LPSK Terima 120 Permohonan Minta Perlindungan hingga Juni 2020
Lebih lanjut dia menuturkan, terkait kasus-kasus yang menimpa PMI, LPSK mencatat hanya 25 persen dari jumlah PMI itu yang diberangkatkan oleh agen resmi. Selebihnya, lanjut Yogi, bermasalah dimulai dari proses pengirimannya yang non prosedural.
"Pemalsuan dokumen seperti KTP, paspor dan buku pelayar umum dialami para korban perdagangan orang ini. Pemalsuan sertifikat pelaut yang terungkap oleh Polda Metro Jaya pada bulan Juni lalu membuktikan hal itu. Pemalsuan dokumen merupakan salah satu cara pelaku TPPO mempermudah para korban dipekerjakan," katanya.

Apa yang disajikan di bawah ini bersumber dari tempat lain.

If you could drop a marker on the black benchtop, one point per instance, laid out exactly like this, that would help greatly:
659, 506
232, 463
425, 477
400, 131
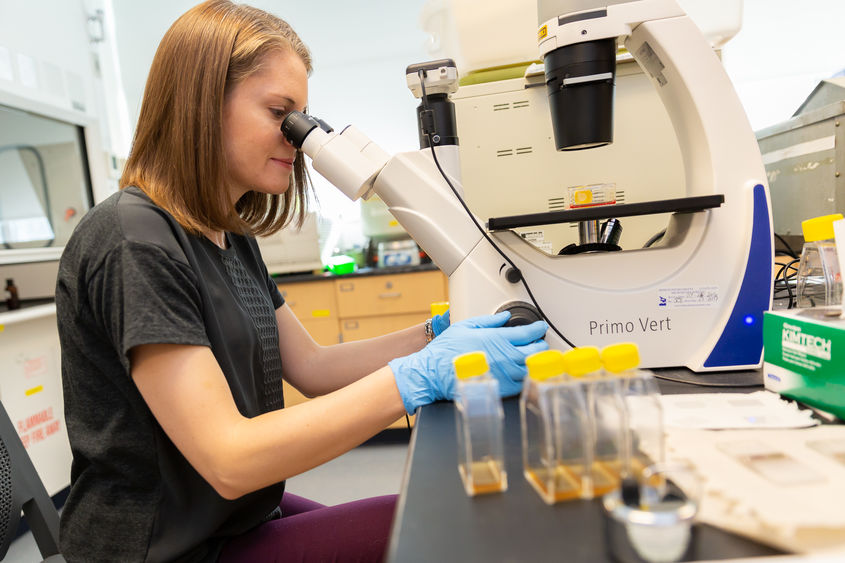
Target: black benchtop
436, 521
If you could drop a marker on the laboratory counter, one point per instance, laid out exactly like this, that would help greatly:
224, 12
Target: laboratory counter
437, 521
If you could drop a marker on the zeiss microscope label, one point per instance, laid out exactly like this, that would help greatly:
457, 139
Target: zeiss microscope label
682, 297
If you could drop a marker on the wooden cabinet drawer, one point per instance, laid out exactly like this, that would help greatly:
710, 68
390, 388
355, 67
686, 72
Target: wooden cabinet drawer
359, 328
389, 295
311, 300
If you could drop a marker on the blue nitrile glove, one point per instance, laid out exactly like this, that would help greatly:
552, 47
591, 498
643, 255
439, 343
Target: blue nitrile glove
439, 323
428, 375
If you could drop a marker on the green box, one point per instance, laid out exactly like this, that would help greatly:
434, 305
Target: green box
804, 356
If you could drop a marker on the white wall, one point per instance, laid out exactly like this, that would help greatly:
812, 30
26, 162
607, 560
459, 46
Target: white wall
783, 50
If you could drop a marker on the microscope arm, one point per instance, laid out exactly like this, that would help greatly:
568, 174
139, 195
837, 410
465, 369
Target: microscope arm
409, 183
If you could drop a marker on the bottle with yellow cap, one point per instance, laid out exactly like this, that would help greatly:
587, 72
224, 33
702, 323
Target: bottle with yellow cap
645, 440
480, 420
819, 282
607, 424
553, 416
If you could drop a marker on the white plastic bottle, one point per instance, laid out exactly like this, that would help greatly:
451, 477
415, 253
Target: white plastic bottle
819, 281
480, 420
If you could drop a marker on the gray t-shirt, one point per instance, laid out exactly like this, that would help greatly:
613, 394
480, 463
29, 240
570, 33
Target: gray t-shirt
131, 275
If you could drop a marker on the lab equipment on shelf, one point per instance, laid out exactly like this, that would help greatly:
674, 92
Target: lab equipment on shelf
480, 418
644, 443
819, 279
554, 421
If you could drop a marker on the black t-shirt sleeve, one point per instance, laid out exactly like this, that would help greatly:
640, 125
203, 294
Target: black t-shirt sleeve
145, 296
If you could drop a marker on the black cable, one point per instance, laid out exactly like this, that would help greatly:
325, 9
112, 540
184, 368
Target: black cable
421, 73
656, 237
783, 273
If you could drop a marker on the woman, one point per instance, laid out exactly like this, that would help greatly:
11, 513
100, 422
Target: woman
175, 340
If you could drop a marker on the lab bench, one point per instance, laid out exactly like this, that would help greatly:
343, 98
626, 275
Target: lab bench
364, 304
436, 521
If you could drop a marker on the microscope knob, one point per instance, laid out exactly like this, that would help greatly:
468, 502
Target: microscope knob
513, 275
522, 313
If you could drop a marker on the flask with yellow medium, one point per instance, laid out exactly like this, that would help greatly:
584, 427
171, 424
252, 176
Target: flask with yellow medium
480, 418
606, 420
645, 440
553, 438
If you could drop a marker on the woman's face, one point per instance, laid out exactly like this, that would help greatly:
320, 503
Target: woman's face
258, 156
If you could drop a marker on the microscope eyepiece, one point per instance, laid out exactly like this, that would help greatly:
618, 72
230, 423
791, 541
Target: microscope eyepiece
297, 125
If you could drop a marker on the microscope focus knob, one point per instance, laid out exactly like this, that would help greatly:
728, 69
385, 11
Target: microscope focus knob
513, 275
522, 313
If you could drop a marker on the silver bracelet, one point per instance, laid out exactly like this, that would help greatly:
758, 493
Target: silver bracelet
429, 331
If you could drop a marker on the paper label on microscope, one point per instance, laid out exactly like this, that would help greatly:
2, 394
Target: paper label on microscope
682, 297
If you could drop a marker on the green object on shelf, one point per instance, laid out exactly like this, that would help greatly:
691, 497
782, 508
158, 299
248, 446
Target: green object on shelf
339, 265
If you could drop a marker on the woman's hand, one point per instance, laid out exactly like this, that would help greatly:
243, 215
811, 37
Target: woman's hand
428, 375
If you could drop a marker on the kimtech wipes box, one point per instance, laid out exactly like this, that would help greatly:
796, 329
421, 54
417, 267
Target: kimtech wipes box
805, 356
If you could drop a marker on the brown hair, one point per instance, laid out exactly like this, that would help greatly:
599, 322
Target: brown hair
177, 155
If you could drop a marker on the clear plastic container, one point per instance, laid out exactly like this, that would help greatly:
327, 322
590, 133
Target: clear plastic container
819, 279
480, 418
645, 442
607, 421
555, 435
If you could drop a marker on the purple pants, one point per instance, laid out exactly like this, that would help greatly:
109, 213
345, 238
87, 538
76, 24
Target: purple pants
309, 531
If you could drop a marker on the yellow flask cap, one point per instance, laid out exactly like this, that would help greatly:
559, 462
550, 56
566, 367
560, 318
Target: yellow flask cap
439, 307
819, 228
620, 357
545, 364
582, 360
470, 365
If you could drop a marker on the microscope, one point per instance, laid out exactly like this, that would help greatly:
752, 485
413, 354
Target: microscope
695, 299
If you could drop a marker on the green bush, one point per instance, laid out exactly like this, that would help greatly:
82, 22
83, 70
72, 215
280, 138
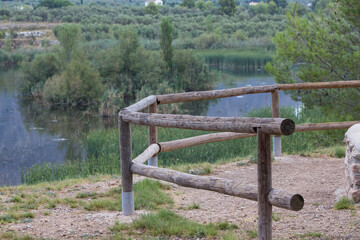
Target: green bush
78, 84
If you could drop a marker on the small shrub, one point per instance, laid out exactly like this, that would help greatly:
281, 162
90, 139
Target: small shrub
339, 151
344, 203
252, 233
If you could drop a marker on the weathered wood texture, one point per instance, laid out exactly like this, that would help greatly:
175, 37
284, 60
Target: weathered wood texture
202, 139
277, 198
275, 107
320, 85
264, 186
125, 155
152, 129
324, 126
153, 161
285, 200
277, 126
142, 104
204, 95
149, 152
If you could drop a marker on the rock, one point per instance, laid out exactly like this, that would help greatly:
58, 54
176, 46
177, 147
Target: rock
339, 193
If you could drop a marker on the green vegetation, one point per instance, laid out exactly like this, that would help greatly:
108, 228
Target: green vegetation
344, 203
311, 235
252, 233
322, 47
54, 3
103, 149
167, 223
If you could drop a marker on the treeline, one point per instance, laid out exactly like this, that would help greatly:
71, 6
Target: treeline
115, 75
194, 27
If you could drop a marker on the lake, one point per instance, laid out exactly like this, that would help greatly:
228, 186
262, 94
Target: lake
32, 132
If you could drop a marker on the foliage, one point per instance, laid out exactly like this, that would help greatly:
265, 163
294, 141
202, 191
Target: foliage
151, 9
227, 6
78, 84
38, 71
188, 3
54, 3
326, 48
68, 35
344, 203
167, 30
167, 223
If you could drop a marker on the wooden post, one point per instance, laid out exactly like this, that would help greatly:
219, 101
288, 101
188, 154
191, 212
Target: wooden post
153, 136
264, 185
275, 104
126, 161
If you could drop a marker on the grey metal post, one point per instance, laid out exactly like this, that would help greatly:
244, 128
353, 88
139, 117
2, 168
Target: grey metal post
126, 161
264, 186
153, 136
275, 105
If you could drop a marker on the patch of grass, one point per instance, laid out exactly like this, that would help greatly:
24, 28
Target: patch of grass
47, 213
167, 223
13, 236
229, 236
344, 203
310, 235
92, 195
195, 169
14, 217
339, 151
252, 233
194, 205
148, 194
103, 204
226, 226
276, 217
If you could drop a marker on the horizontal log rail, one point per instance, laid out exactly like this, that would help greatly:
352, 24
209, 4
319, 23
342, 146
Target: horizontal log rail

Dia menuturkan, jumlah PMI berdasarkan permohonan perlindungan yang masuk kepada LPSK dari 2016 hingga Juni 2020 ada 288 korban. Menurutnya, sebanyak 153 korban adalah perempuan, sisanya pria, sementara korban usia anak perempuan sebanyak 8 orang dan 2 anak laki-laki.
"Bila merujuk pada negara tujuan dari para korban ini, kawasan Timur Tengah masih menjadi wilayah tujuan favorit, yang sebagian besarnya menuju ke Arab Saudi," katanya.
Yogi menjelaskan, terdapat fakta menarik dari kawasan Timur Tengah yaktu adanya korban TPPO yang dikirim ke negara konflik dan rawat perang, seperti Sudan dan Suriah. Para korban perbudakan modern tersebut, kata dia, umumnya mengalami kontrak kerja yang tidak jelas, upah yang tidak dibayarkan, dan waktu kerja yang tidak sesuai ketentuan.